Nous avons également à l’horizon 2027 la refonte de la PAC, qui redistribuera – espérons-le – les cartes du POSEI.
Ces échéances sont immédiates et l’interprofession arrive à point nommé.
Les statuts sont faits. L’interprofession est désormais construite et représentative. Mais il nous faut maintenant la structurer, la rendre crédible et audible.
Je formule donc le vœu que 2026 maintienne cette connexion que nous avons su trouver dans la finalisation de ces statuts, et qui se traduit ce soir par la présence des Présidentes et Présidents des organisations de producteurs.
Madame Ravier, Présidente de l’Organisation de Producteurs SICA 2M.
Monsieur Pastel, Président de la FOPAM et de l’Organisation des producteurs AVJT.
Monsieur Bélassay, Président des Melonniers, et son Directeur général Monsieur Présent.
Monsieur Plissonneau, Président de l’Organisation de producteurs MHM, et son administrateur Cyrille Necker.
Sans oublier notre hôte, Juvénal Rémir, Président de la CHM.
Synergie et technicité sont depuis trente ans le fer de lance du groupe DATEX, associé à la coopérative CHM dans MAIA.
Nous avons su construire ensemble, avec notre personnel et les représentations syndicales, un socle solide de cohésion sociale, jamais ébranlé en trente ans.
Je remercie chacun pour votre engagement, votre professionnalisme et votre présence à nos côtés.
Nous sommes ici ce soir dans le lieu qui sera demain le Marché d’Intérêt Territorial.

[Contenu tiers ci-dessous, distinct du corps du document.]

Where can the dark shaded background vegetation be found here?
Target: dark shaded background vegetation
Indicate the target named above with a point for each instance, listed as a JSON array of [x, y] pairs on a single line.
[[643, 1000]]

Je formule le vœu que ce programme territorial réponde aux préoccupations des agriculteurs, notamment par l’installation de serres productrices de plants permettant le principe d’avance sur culture afin de soulager les besoins de trésorerie pendant le cycle de production et permettre de cultiver l’intégralité des surfaces agricoles.

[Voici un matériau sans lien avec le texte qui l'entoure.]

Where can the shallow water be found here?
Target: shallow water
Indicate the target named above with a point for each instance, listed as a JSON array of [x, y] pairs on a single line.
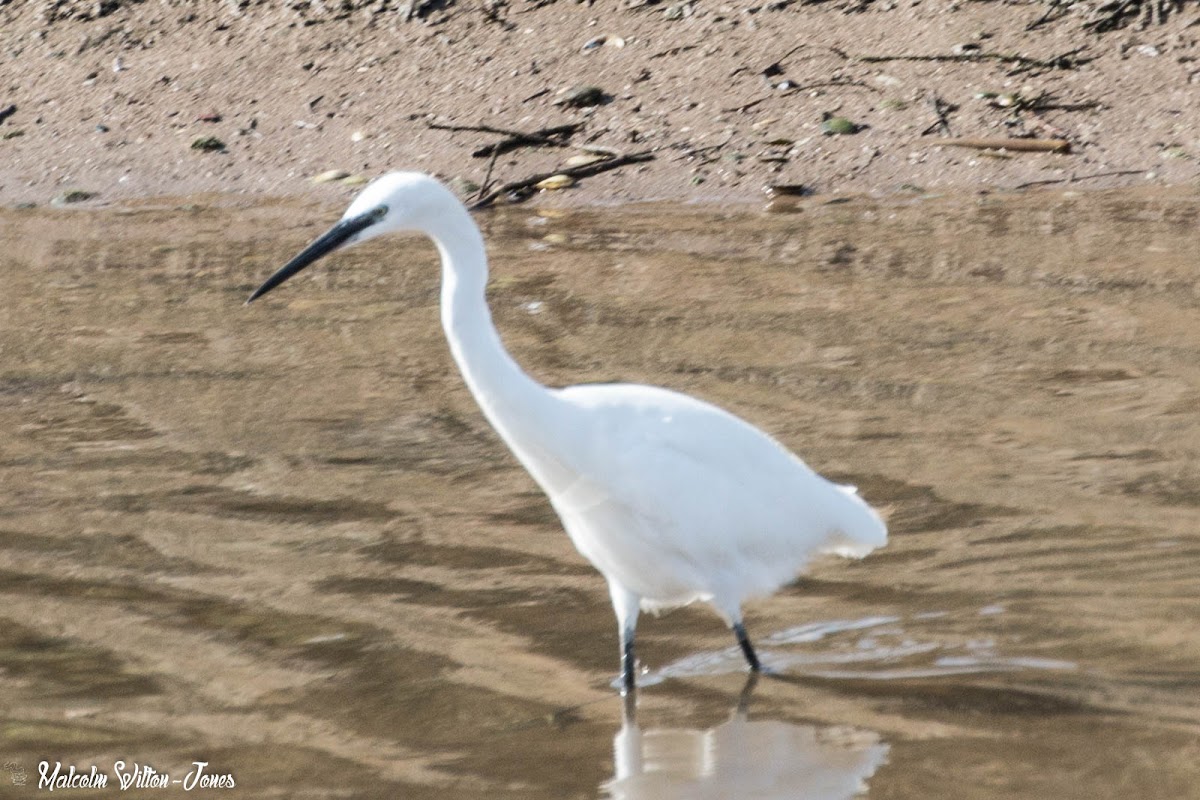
[[281, 539]]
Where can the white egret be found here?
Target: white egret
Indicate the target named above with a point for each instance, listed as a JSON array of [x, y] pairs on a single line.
[[670, 498]]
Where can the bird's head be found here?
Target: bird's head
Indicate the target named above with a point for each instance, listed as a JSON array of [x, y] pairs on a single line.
[[395, 202]]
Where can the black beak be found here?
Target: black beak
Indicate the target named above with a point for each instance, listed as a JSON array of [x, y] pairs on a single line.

Là encore, c’est ensemble que nous tirerons le meilleur parti de cet outil structurant.
Je veux conclure par une conviction personnelle.

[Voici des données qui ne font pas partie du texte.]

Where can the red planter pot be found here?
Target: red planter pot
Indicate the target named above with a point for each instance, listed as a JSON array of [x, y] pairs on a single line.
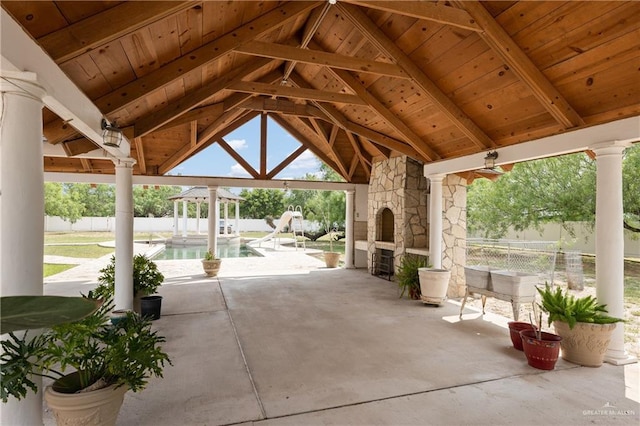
[[515, 328], [543, 353]]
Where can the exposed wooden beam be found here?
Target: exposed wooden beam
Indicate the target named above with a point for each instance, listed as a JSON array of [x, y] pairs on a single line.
[[436, 12], [280, 167], [317, 57], [213, 110], [283, 106], [384, 140], [157, 119], [378, 150], [142, 164], [86, 165], [216, 49], [294, 92], [426, 153], [500, 41], [234, 154], [353, 166], [113, 23], [361, 21], [193, 133], [187, 150], [314, 21], [311, 146], [78, 146]]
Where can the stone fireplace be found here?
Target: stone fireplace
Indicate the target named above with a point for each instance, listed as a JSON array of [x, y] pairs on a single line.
[[397, 206]]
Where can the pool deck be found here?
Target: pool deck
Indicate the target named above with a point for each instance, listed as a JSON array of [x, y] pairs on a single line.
[[282, 340]]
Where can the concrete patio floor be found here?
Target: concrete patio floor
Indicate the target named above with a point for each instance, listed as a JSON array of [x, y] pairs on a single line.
[[282, 340]]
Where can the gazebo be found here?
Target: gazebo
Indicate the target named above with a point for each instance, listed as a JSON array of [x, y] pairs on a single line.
[[199, 195]]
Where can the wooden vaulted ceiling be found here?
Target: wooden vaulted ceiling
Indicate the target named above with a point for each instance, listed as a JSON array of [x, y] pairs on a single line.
[[355, 81]]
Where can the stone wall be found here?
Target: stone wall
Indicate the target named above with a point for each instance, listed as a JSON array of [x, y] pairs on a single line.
[[399, 185], [454, 232]]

Je suis insulaire, génétiquement insulaire, et je ressens pleinement combien l’océan qui nous sépare de la France déforme nos voix, étouffe nos cris et rend peu visibles nos réalités.
Dans ce contexte insulaire, la relocalisation du pouvoir de décision au niveau local est, selon moi, une nécessité absolue. Le statu quo ne ferait que maintenir les inégalités, et tout particulièrement les inégalités agricoles, et conduirait à des tensions graves.
Aussi, je formule le vœu que la Martinique renforce son pouvoir de décision local et que l’année 2026 marque l’année du changement, de la responsabilité collective et de la prospérité économique.